Transwoman Dominique says “In the alluvium of your warm body…[I] dream of wings sprouting from my back …tell me who I’m meant to be…but make me different.  I would see that the oppressors suffer exactly as much as they have oppressed. I will see to it that the crimson flag will fly again.”

A recent graduate of UNITEC’s performing arts programme, Adam Roche has discovered his delight in writing. “If I touch you enough, you might become real,” Adam reads. “When I lost my mind, my mother [asked) what the fuck am I doing to her beautiful perfect little angel? …Hundreds of hands held me… in the belief that I am a conglomerate…”
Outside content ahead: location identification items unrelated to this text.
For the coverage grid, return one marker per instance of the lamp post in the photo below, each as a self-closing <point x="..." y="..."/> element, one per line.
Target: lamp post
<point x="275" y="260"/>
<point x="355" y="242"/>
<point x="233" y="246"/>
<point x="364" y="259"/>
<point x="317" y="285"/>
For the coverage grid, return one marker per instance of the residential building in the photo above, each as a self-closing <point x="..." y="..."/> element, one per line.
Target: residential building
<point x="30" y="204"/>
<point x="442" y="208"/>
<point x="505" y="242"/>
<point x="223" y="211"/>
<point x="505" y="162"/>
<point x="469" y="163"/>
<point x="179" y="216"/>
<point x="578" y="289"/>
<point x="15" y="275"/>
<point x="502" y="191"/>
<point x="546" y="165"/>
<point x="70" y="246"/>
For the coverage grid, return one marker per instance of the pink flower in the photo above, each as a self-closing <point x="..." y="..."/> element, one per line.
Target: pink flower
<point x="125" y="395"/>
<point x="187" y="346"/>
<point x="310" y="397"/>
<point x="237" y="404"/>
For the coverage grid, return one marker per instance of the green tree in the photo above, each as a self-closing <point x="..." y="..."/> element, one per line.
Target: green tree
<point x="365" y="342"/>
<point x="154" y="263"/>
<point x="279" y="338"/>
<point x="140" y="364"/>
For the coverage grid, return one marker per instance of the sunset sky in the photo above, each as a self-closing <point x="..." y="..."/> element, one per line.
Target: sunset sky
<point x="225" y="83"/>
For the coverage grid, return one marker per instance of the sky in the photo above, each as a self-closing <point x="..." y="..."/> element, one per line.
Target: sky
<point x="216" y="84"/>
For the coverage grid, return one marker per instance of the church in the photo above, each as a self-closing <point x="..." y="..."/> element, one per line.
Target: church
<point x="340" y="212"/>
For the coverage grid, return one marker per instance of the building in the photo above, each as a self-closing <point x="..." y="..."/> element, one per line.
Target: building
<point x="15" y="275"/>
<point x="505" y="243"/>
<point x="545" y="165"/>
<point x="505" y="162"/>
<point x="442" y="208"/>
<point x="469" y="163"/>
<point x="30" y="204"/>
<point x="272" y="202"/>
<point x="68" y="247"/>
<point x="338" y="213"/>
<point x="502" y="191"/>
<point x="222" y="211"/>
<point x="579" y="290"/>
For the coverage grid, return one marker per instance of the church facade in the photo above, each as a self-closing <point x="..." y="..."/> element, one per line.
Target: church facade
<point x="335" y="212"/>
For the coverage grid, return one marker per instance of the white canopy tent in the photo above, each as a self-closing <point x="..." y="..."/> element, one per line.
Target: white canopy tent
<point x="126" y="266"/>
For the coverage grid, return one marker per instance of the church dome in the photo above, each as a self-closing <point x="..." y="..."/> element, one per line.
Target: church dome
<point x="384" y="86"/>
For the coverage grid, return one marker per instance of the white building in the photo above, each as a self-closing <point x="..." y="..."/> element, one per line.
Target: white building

Then, in a spell-binding moment, Adam and Cole together talked interactively in support of mental health. “I’m so afraid of what it means to be a man,” they reveal, adding “men I’ve just met make room for me in their casual misogyny…not killing myself will be my most revolutionary act. When my voice speaks loud enough to be heard, we’ll make a world we want to live in …”

Kiran Foster, a tiny dynamo of talent is “mixed race intersex migrant who would rather think how similar we are and how everything is possible if we work together.”

The evening ended with a tenderly strong song from Emma, a gender-skeptic queer who sang of “ a light through the dark from a heart that is true [where] real freedom holds a red beacon.”

In the final session of the samesame but different Festival, in which several of the writers already mentioned read from their work, the winner of the 2017 Wallace Arts Foundation ( a major sponsor of the Festival) was announced. There were two prizes, one of $300 for the best story by an under 30’s writer, and $600 for the best overall story.  23 year old Ruby Porter scooped both prizes with her exceptional story, A Word for Blue, which marries a disintegrating relationship to the disintegration of a climate-change world.

All in all, a tremendously inspiring Festival — just what the queer doctor ordered!